Com depoimentos de nomes como Jô Soares, Aguinaldo Silva, Betty Farias e seu empresário Alexandro Haddad, o documentário é extremamente tradicional, na linha "cabeças falantes", que é quando pessoas falam sobre o biografado, com uma câmera fixa enquadrando o depoente. Tentando dar um frescor ao formato tão padronizado, o diretor estreante Pedro Gui insere pequenas dramatizações de momentos importantes da artista - quase sempre num tom teatral - ou mesmo canções interpretadas por outra artista caracterizada como Rogéria., provavelmente interpretando cenas que seriam feitas pela biografada se não tivesse falecido em meio às filmagens.

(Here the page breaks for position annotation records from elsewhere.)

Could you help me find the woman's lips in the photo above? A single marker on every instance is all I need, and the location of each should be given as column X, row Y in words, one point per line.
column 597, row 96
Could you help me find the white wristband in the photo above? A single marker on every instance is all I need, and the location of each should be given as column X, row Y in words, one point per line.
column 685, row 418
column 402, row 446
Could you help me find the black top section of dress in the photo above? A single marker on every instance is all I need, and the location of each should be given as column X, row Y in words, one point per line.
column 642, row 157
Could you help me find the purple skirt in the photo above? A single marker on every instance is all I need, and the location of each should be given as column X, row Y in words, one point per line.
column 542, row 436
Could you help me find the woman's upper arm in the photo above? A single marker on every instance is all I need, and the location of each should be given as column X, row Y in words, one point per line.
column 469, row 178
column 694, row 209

O longa segue o estilo "filme-homenagem", em que todos só estão ali para enfatizar as qualidades da biografada, algo que sabemos que ninguém é 100% puro e bom. Muito parecido com a artista, que se intitulava "a travesti da família brasileira", mas tinha o hábito de se elogiar constantemente.
Este costume parece ter contaminado o diretor, que termina o filme com um depoimento em áudio da travesti elogiando o filme, seu trabalho e talento. Fica a sensação de que Pedro Gui não resistiu à tentação de também se elogiar, porém, como diz o velho ditado: "Elogio próprio não tem valor".
Rogéria - senhor Astolfo Barroso Pinto é apenas mais do mesmo. Não acrescenta em nada o que o público médio já conhece da artista. Infelizmente, não inova nem quebra barreiras e tabus como a biografada.